Despite its relatively modest height, the building would become the tallest on all of 40th Avenue. Together with Fairfield Inn on the other side of the block, the duo would be a part of the local mid-rise cluster that transitions the taller buildings to the southwest to the lower profile of the area to the north and east. 40th Ave would boast unobstructed skyline views of Court Square and Midtown from the south-facing, rear windows, at least until the lots to the south are eventually redeveloped.
The rooms sitting by the front, north-facing facade would look upon Ravenswood and Astoria, where rowhomes and parking lots steadily make way for mid-rise hotels and apartments. A sprawling, ten-story residential complex rises at 30-17 40th Avenue half a block up. The structure’s block-wide bulk would block a long stretch of the el from sight.
The nearest station on the el, 39 Av, sits just a block-and-a-half north. Queens Plaza, serviced by the E, M, and R trains, is located a few blocks south. The Queensboro Plaza hub, connecting the N, Q, and 7 trains, stands at the foot of the Queensboro Bridge a short walk to the southwest.
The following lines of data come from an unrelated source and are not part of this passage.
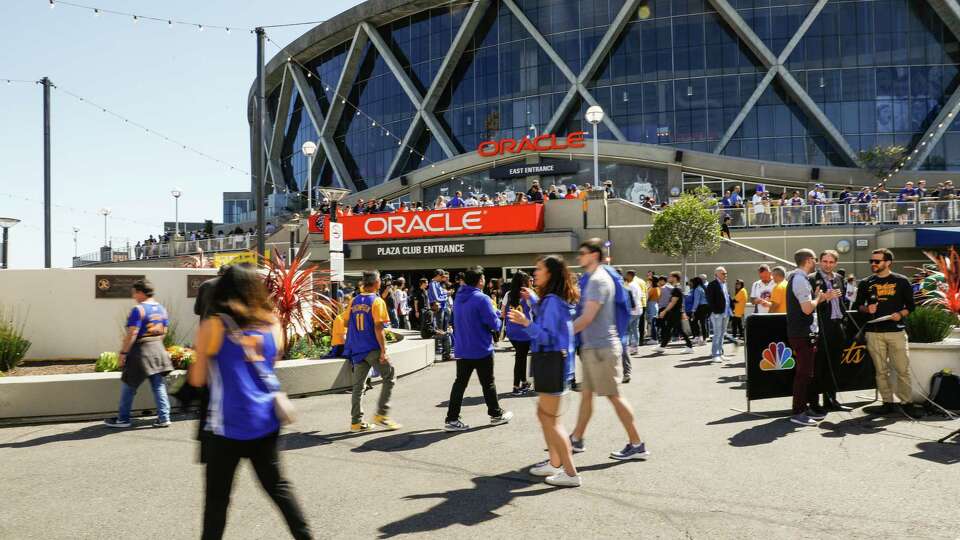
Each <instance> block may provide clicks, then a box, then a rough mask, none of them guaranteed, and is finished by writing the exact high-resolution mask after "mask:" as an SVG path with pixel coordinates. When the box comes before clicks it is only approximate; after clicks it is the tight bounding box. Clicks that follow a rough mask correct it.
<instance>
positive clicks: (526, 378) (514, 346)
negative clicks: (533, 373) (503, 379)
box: [510, 339, 530, 388]
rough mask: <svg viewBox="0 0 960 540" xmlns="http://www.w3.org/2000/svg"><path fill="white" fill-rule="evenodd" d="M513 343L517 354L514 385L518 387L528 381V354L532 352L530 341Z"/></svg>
mask: <svg viewBox="0 0 960 540" xmlns="http://www.w3.org/2000/svg"><path fill="white" fill-rule="evenodd" d="M510 343H511V344H513V350H514V352H515V356H514V359H513V387H514V388H518V387H519V386H520V385H521V384H523V383H525V382H527V356H528V355H529V354H530V342H529V341H514V340H512V339H511V340H510Z"/></svg>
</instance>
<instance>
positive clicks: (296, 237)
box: [283, 214, 300, 264]
mask: <svg viewBox="0 0 960 540" xmlns="http://www.w3.org/2000/svg"><path fill="white" fill-rule="evenodd" d="M283 227H284V228H285V229H287V230H288V231H290V249H288V250H287V252H288V254H287V264H290V261H292V260H293V257H294V255H295V254H296V251H295V250H296V246H297V231H299V230H300V214H294V215H292V216H290V221H288V222H286V223H284V224H283Z"/></svg>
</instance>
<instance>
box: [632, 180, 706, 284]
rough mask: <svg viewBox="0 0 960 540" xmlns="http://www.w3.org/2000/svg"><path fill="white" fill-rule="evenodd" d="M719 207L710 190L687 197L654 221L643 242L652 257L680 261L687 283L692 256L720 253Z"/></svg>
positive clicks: (667, 206) (684, 276) (673, 204)
mask: <svg viewBox="0 0 960 540" xmlns="http://www.w3.org/2000/svg"><path fill="white" fill-rule="evenodd" d="M716 204H717V203H716V200H715V199H714V198H713V194H712V193H711V192H710V190H709V189H707V188H700V189H699V190H697V191H696V192H694V193H684V194H683V195H681V196H680V199H679V200H677V201H676V202H673V203H671V204H670V205H669V206H667V207H666V208H665V209H663V211H661V212H660V213H659V214H657V215H656V217H654V218H653V227H652V228H651V229H650V234H649V235H647V238H646V239H645V240H644V241H643V244H644V246H645V247H646V248H647V249H649V250H650V251H651V252H653V253H663V254H666V255H669V256H671V257H680V260H681V265H682V270H681V273H682V274H683V281H684V283H686V281H687V259H688V258H689V257H690V255H695V254H698V253H705V254H708V255H710V254H713V253H716V252H717V250H718V249H720V221H719V220H718V219H717V213H716V212H715V211H714V210H715V208H716Z"/></svg>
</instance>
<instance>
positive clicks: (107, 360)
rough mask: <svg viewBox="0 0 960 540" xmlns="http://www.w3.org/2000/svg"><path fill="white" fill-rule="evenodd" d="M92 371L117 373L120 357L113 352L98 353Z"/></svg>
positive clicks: (119, 355)
mask: <svg viewBox="0 0 960 540" xmlns="http://www.w3.org/2000/svg"><path fill="white" fill-rule="evenodd" d="M93 369H94V371H119V370H120V355H118V354H117V353H114V352H105V353H100V358H97V364H96V365H95V366H94V367H93Z"/></svg>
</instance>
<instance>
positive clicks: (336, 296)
mask: <svg viewBox="0 0 960 540" xmlns="http://www.w3.org/2000/svg"><path fill="white" fill-rule="evenodd" d="M320 193H321V194H323V196H324V197H326V199H327V200H328V201H330V217H329V219H328V221H329V222H330V223H336V222H337V206H338V203H339V202H340V200H341V199H343V198H344V197H346V196H347V195H349V194H350V190H349V189H343V188H335V187H322V188H320ZM328 228H329V227H328ZM331 258H332V257H331ZM332 277H333V276H332V275H331V279H330V297H331V298H333V299H334V300H339V298H337V289H338V283H337V282H336V281H334V280H333V279H332Z"/></svg>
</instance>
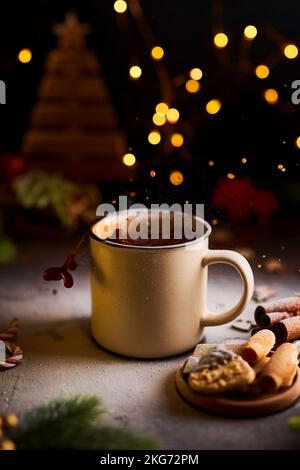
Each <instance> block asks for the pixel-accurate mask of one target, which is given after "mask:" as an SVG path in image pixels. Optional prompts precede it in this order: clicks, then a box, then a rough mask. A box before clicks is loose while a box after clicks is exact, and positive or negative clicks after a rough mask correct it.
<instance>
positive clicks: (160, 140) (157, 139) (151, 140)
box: [148, 131, 161, 145]
mask: <svg viewBox="0 0 300 470" xmlns="http://www.w3.org/2000/svg"><path fill="white" fill-rule="evenodd" d="M160 141H161V135H160V132H158V131H151V132H150V134H149V135H148V142H149V143H150V144H152V145H157V144H159V142H160Z"/></svg>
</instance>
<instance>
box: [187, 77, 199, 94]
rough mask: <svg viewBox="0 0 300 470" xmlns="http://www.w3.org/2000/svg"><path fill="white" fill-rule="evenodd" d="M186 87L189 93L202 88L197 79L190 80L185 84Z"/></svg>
mask: <svg viewBox="0 0 300 470" xmlns="http://www.w3.org/2000/svg"><path fill="white" fill-rule="evenodd" d="M185 89H186V91H188V92H189V93H197V91H199V90H200V83H199V82H197V80H193V79H191V80H188V81H187V82H186V84H185Z"/></svg>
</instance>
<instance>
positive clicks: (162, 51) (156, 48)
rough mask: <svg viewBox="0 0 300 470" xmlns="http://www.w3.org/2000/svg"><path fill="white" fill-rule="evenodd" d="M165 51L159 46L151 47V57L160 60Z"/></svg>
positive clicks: (155, 59) (162, 57)
mask: <svg viewBox="0 0 300 470" xmlns="http://www.w3.org/2000/svg"><path fill="white" fill-rule="evenodd" d="M164 53H165V51H164V50H163V48H162V47H160V46H155V47H152V49H151V57H152V59H154V60H161V59H162V58H163V56H164Z"/></svg>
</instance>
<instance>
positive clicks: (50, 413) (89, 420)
mask: <svg viewBox="0 0 300 470" xmlns="http://www.w3.org/2000/svg"><path fill="white" fill-rule="evenodd" d="M103 414H104V409H103V408H102V407H101V406H100V402H99V399H98V397H95V396H75V397H72V398H69V399H56V400H54V401H51V402H50V403H49V404H48V405H44V406H39V407H38V408H35V409H33V410H32V411H29V412H28V413H26V414H25V416H24V417H23V418H22V420H21V424H20V427H19V428H17V429H16V430H15V431H14V432H13V433H12V434H11V435H10V436H9V437H10V438H11V439H13V440H14V442H15V443H16V446H17V449H24V450H27V449H93V450H113V449H114V450H116V449H120V450H125V449H130V450H132V449H158V448H160V446H159V445H158V443H157V442H155V441H154V440H153V439H152V438H150V437H143V436H137V435H136V434H134V433H133V432H132V431H130V430H127V429H120V428H116V427H113V426H108V425H105V424H103V423H102V417H103Z"/></svg>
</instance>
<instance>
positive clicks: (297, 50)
mask: <svg viewBox="0 0 300 470" xmlns="http://www.w3.org/2000/svg"><path fill="white" fill-rule="evenodd" d="M283 53H284V55H285V57H286V58H287V59H295V58H296V57H297V55H298V54H299V50H298V47H297V46H295V44H287V45H286V46H285V47H284V49H283Z"/></svg>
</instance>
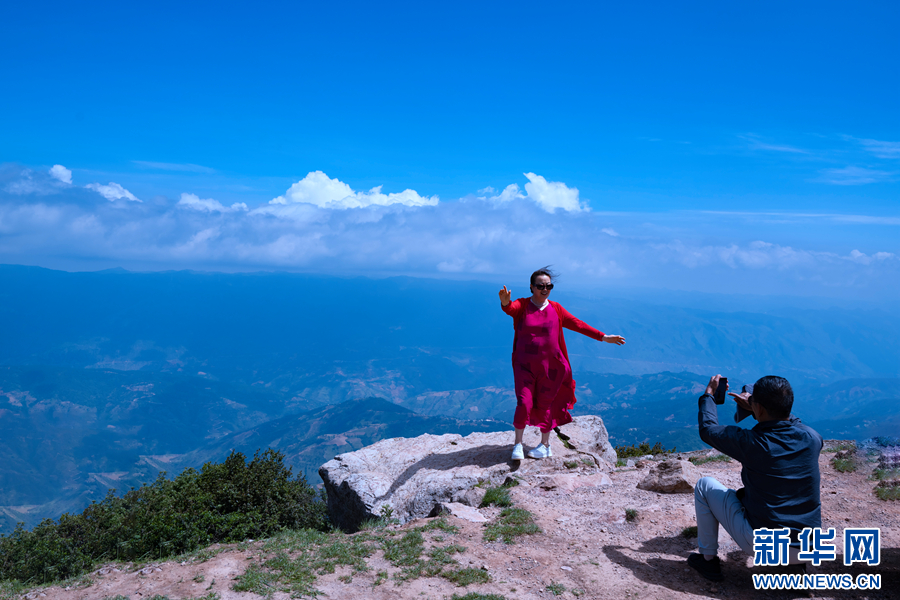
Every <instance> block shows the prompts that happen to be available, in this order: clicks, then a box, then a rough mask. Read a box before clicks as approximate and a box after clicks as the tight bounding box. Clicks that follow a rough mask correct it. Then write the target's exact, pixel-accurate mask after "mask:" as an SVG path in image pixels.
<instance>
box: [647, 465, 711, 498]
mask: <svg viewBox="0 0 900 600" xmlns="http://www.w3.org/2000/svg"><path fill="white" fill-rule="evenodd" d="M699 479H700V471H698V470H697V467H695V466H694V465H693V464H691V463H690V462H688V461H686V460H675V459H669V460H664V461H663V462H661V463H659V464H658V465H656V466H655V467H652V468H651V469H650V473H648V474H647V477H645V478H644V479H643V481H641V482H640V483H639V484H638V489H641V490H647V491H648V492H659V493H662V494H692V493H693V492H694V486H695V485H696V484H697V481H698V480H699Z"/></svg>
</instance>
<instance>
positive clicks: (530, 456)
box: [528, 444, 553, 459]
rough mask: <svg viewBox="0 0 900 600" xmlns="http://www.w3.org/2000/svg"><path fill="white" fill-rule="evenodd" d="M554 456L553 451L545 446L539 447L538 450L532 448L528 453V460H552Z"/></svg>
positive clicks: (539, 445) (544, 445)
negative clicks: (553, 455)
mask: <svg viewBox="0 0 900 600" xmlns="http://www.w3.org/2000/svg"><path fill="white" fill-rule="evenodd" d="M551 456H553V451H552V450H550V446H545V445H544V444H541V445H539V446H538V447H537V448H532V449H531V450H529V451H528V458H538V459H540V458H550V457H551Z"/></svg>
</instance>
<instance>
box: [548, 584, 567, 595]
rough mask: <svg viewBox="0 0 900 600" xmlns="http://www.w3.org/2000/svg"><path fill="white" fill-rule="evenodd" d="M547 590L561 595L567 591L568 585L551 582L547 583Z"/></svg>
mask: <svg viewBox="0 0 900 600" xmlns="http://www.w3.org/2000/svg"><path fill="white" fill-rule="evenodd" d="M547 591H548V592H550V593H552V594H553V595H554V596H559V595H560V594H562V593H563V592H565V591H566V587H565V586H564V585H563V584H561V583H551V584H548V585H547Z"/></svg>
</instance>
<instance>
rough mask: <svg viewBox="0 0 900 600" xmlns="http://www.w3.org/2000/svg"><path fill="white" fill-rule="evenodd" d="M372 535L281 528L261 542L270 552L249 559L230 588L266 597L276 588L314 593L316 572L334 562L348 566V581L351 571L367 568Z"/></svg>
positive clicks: (306, 592) (371, 544) (358, 572)
mask: <svg viewBox="0 0 900 600" xmlns="http://www.w3.org/2000/svg"><path fill="white" fill-rule="evenodd" d="M373 539H374V538H373V537H372V536H371V535H369V534H366V533H360V534H356V535H352V536H351V535H348V534H345V533H340V532H335V533H331V534H325V533H322V532H320V531H314V530H299V531H285V532H282V533H280V534H278V535H276V536H275V537H273V538H271V539H270V540H269V541H268V542H267V543H266V544H265V545H264V546H263V551H265V552H272V553H274V556H271V557H270V558H269V559H268V560H266V561H265V562H263V563H262V564H259V563H256V562H254V563H251V564H250V566H249V567H248V568H247V571H246V572H245V573H244V574H243V575H241V576H239V577H237V583H235V584H234V585H233V586H232V589H233V590H235V591H238V592H253V593H255V594H260V595H263V596H266V597H270V596H271V595H272V594H273V593H274V592H276V591H283V592H287V593H289V594H291V595H316V594H318V593H319V591H318V590H316V589H315V588H314V587H313V585H314V584H315V581H316V578H317V576H318V575H325V574H327V573H334V572H335V569H336V567H338V566H348V567H350V568H351V573H350V574H349V575H344V576H343V577H344V581H345V582H349V581H352V577H353V573H360V572H363V571H368V570H369V566H368V565H367V564H366V561H365V559H366V558H368V557H369V556H371V555H372V554H373V553H374V552H375V544H374V543H373ZM289 553H293V554H294V556H293V557H292V556H291V555H290V554H289Z"/></svg>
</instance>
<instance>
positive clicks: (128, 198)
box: [84, 181, 140, 202]
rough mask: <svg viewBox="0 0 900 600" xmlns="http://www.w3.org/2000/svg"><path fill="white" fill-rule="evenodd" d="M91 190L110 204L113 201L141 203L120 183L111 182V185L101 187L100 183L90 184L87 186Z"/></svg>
mask: <svg viewBox="0 0 900 600" xmlns="http://www.w3.org/2000/svg"><path fill="white" fill-rule="evenodd" d="M84 187H86V188H87V189H89V190H94V191H95V192H97V193H98V194H100V195H101V196H103V197H104V198H106V199H107V200H109V201H110V202H112V201H113V200H122V199H124V200H130V201H132V202H140V200H138V199H137V198H136V197H135V195H134V194H132V193H131V192H129V191H128V190H126V189H125V188H123V187H122V186H121V185H119V184H118V183H113V182H112V181H110V182H109V185H100V184H99V183H89V184H87V185H86V186H84Z"/></svg>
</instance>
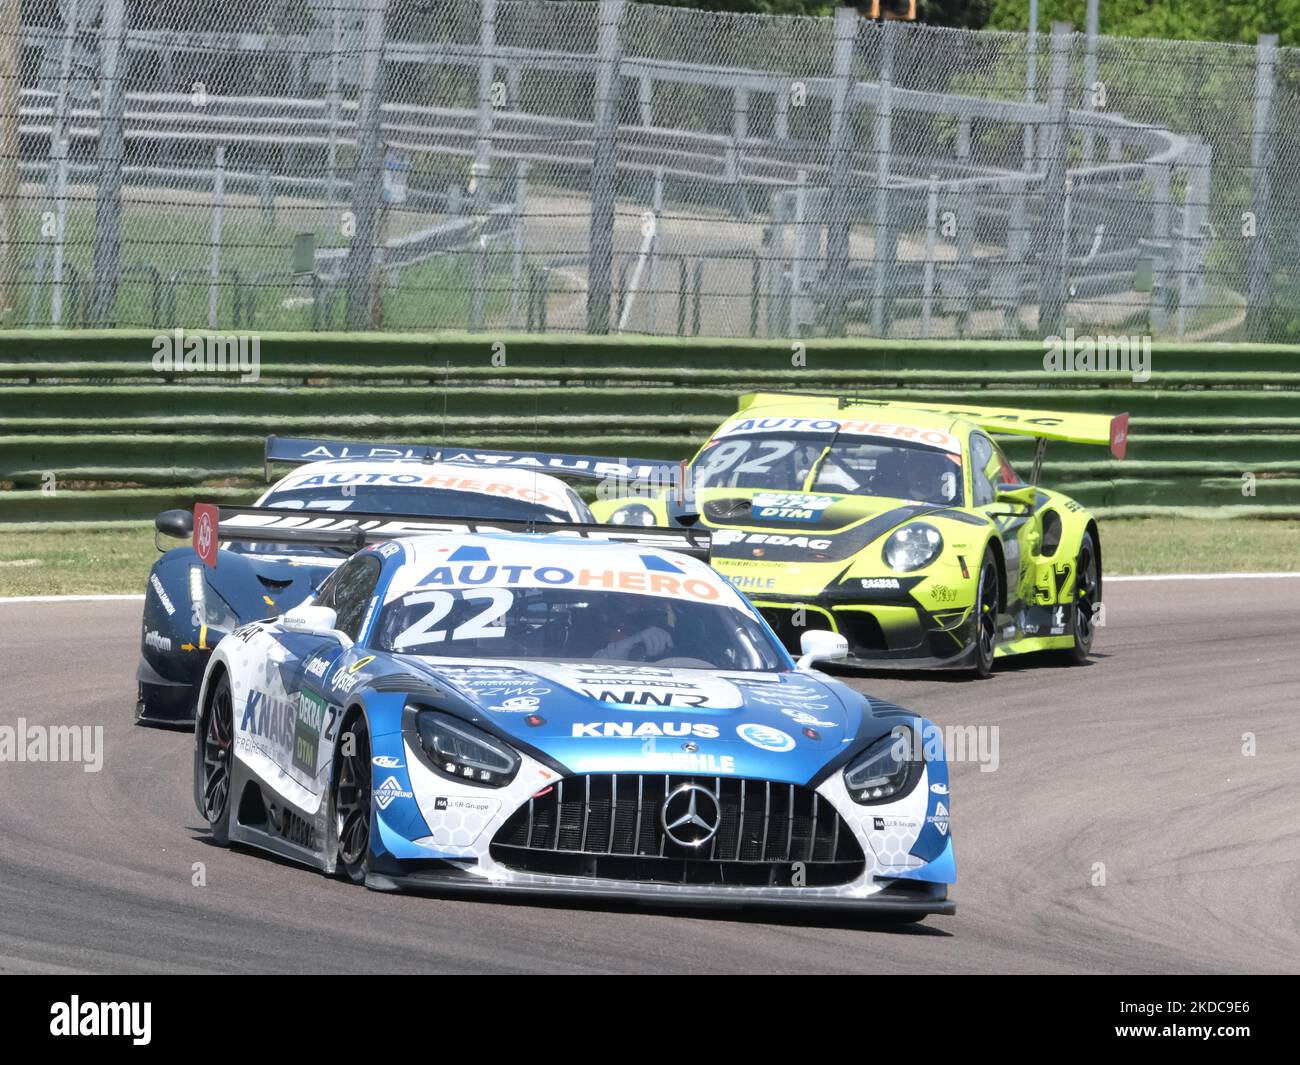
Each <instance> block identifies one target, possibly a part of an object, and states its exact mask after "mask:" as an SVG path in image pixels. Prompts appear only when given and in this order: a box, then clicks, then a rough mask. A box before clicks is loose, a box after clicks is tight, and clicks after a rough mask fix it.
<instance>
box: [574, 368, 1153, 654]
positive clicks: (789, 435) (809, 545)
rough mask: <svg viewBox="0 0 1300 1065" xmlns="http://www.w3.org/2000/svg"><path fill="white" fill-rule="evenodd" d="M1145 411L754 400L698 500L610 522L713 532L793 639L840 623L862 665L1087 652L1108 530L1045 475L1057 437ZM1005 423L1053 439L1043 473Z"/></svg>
mask: <svg viewBox="0 0 1300 1065" xmlns="http://www.w3.org/2000/svg"><path fill="white" fill-rule="evenodd" d="M1127 423H1128V416H1127V415H1121V416H1117V417H1110V416H1109V415H1089V414H1061V412H1056V411H1014V410H1000V408H980V407H945V406H928V407H922V406H917V404H910V403H885V402H880V401H870V399H850V398H841V397H827V395H801V394H780V393H772V394H764V393H754V394H748V395H744V397H741V401H740V408H738V411H737V414H736V415H733V416H732V417H729V419H727V421H724V423H723V424H722V425H720V427H719V428H718V430H716V432H715V433H714V434H712V437H711V438H710V440H708V441H707V442H706V443H705V446H703V447H702V449H701V450H699V453H698V454H697V455H695V458H694V459H693V460H692V462H690V466H689V472H688V477H686V482H685V488H686V492H675V490H662V492H659V493H658V494H653V495H651V497H649V498H636V499H632V498H623V499H606V501H602V502H598V503H595V505H594V506H593V512H594V514H595V515H597V516H598V518H599V519H602V520H606V521H612V523H625V524H640V525H655V524H658V525H672V524H677V523H679V521H680V520H682V516H684V515H688V518H686V520H695V518H697V515H698V519H699V520H701V521H702V524H703V525H705V527H707V528H710V529H711V531H712V542H714V547H712V563H714V566H715V567H716V568H718V571H719V572H722V573H724V575H725V576H727V579H728V580H731V581H732V584H735V585H736V588H738V589H741V590H742V592H744V593H745V594H746V596H749V598H750V599H751V601H753V602H754V605H755V606H757V607H759V610H761V611H762V612H763V616H764V618H766V619H767V620H768V622H770V623H771V625H772V628H774V629H775V631H776V632H777V633H779V635H780V637H781V638H783V641H784V642H785V645H787V648H796V646H798V641H800V637H801V633H803V632H805V631H809V629H829V631H832V632H839V633H841V635H844V636H845V637H846V638H848V641H849V648H850V653H849V658H848V662H849V663H850V664H857V666H870V667H884V666H894V667H965V668H970V670H972V671H974V672H976V674H978V675H980V676H985V675H988V672H989V671H991V670H992V667H993V659H995V657H996V655H1005V654H1017V653H1021V651H1034V650H1058V651H1063V653H1065V654H1066V655H1069V657H1070V658H1073V659H1074V661H1084V659H1086V658H1087V657H1088V653H1089V650H1091V648H1092V640H1093V627H1095V612H1096V610H1097V607H1099V605H1100V602H1101V537H1100V534H1099V531H1097V523H1096V520H1095V519H1093V516H1092V515H1091V514H1088V511H1087V510H1086V508H1084V507H1083V506H1080V505H1079V503H1078V502H1075V501H1074V499H1070V498H1069V497H1066V495H1063V494H1061V493H1060V492H1052V490H1049V489H1044V488H1039V486H1037V485H1036V481H1037V472H1039V466H1040V463H1041V456H1043V445H1044V442H1045V441H1047V440H1049V438H1050V440H1067V441H1074V442H1082V443H1109V445H1110V449H1112V453H1113V454H1114V455H1115V456H1117V458H1123V453H1125V445H1126V441H1127ZM991 433H1019V434H1028V436H1035V437H1037V438H1039V451H1037V456H1036V459H1035V464H1034V467H1035V468H1034V476H1032V477H1031V479H1030V482H1026V481H1023V480H1022V479H1021V477H1019V476H1017V473H1015V471H1013V468H1011V464H1010V463H1009V462H1008V459H1006V456H1005V455H1004V453H1002V450H1001V447H1000V446H998V445H997V442H996V441H995V440H993V438H992V437H991V436H989V434H991Z"/></svg>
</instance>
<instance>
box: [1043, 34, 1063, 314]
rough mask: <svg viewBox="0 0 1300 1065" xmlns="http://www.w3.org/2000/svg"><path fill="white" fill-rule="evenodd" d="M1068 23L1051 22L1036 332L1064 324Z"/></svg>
mask: <svg viewBox="0 0 1300 1065" xmlns="http://www.w3.org/2000/svg"><path fill="white" fill-rule="evenodd" d="M1069 82H1070V23H1069V22H1053V23H1052V86H1050V91H1049V96H1048V113H1049V122H1050V129H1049V135H1048V151H1047V168H1045V174H1044V179H1043V241H1041V243H1040V252H1041V260H1040V264H1039V269H1040V276H1041V278H1043V281H1041V287H1040V290H1039V334H1040V335H1044V337H1049V335H1060V334H1061V329H1062V328H1063V325H1065V294H1066V283H1067V282H1066V261H1065V255H1066V231H1065V203H1066V192H1065V182H1066V153H1067V151H1069V147H1070V100H1069V98H1067V95H1066V90H1067V87H1069Z"/></svg>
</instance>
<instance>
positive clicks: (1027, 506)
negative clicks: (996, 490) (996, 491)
mask: <svg viewBox="0 0 1300 1065" xmlns="http://www.w3.org/2000/svg"><path fill="white" fill-rule="evenodd" d="M1037 498H1039V490H1037V488H1035V486H1034V485H1008V484H1000V485H998V486H997V502H1000V503H1019V505H1021V506H1023V507H1032V506H1034V503H1035V501H1036V499H1037Z"/></svg>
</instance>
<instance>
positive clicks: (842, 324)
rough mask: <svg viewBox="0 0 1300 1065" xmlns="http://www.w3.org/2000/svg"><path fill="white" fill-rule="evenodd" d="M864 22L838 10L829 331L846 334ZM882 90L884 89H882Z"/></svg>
mask: <svg viewBox="0 0 1300 1065" xmlns="http://www.w3.org/2000/svg"><path fill="white" fill-rule="evenodd" d="M859 21H861V18H859V16H858V13H857V10H854V9H853V8H836V9H835V51H833V56H832V74H831V77H832V82H831V165H829V168H828V172H829V186H831V187H829V190H828V192H829V195H828V200H829V203H828V211H827V229H826V278H824V281H826V283H824V285H822V286H820V287H822V291H823V293H826V295H827V308H826V321H827V326H826V332H827V335H829V337H842V335H844V312H845V302H846V300H848V281H849V139H850V135H852V134H850V130H849V108H850V107H852V105H853V100H854V94H853V90H854V78H853V46H854V43H855V42H857V38H858V22H859ZM881 91H884V90H883V88H881Z"/></svg>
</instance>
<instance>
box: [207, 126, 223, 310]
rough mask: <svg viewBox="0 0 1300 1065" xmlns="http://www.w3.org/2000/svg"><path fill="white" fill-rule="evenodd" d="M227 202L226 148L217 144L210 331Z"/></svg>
mask: <svg viewBox="0 0 1300 1065" xmlns="http://www.w3.org/2000/svg"><path fill="white" fill-rule="evenodd" d="M225 200H226V148H225V146H224V144H217V151H216V159H214V161H213V172H212V251H211V256H209V261H208V329H216V328H217V304H218V302H220V299H221V209H222V207H224V205H225Z"/></svg>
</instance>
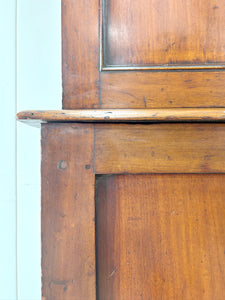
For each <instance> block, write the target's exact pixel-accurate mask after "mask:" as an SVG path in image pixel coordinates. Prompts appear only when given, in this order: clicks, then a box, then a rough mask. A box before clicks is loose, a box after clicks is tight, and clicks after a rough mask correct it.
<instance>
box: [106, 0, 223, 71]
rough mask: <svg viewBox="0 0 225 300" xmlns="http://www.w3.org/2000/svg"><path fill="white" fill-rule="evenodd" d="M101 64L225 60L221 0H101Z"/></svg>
mask: <svg viewBox="0 0 225 300" xmlns="http://www.w3.org/2000/svg"><path fill="white" fill-rule="evenodd" d="M102 4H103V68H104V67H108V68H114V67H116V68H118V69H120V68H122V69H123V68H129V67H133V68H134V67H136V68H147V69H151V68H157V67H158V68H160V67H168V68H215V67H219V66H224V63H225V3H224V1H223V0H222V1H212V0H199V1H196V0H169V1H168V0H161V1H159V0H138V1H134V0H113V1H110V0H105V1H103V3H102Z"/></svg>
While hotel operators would almost certainly hype up the proximity to Manhattan, the local neighborhood boasts its own attractions. Astoria, with its Kaufman Astoria Studios, the Museum of the Moving Image, and an active restaurant and nightlife scene, starts a few blocks northeast. MoMA PS1 and the Sculpture Center are the cultural destinations of the growing Court Square district to the southwest. The 43,000-square-foot, publicly-accessible Brooklyn Grange rooftop farm sits at 37-18 Northern Boulevard, 2,500 feet to the east of the rising hotel. We hope to see the growing hotel district play the role of a true gateway to the diverse borough of Queens rather than just a transit stop on the way to Manhattan.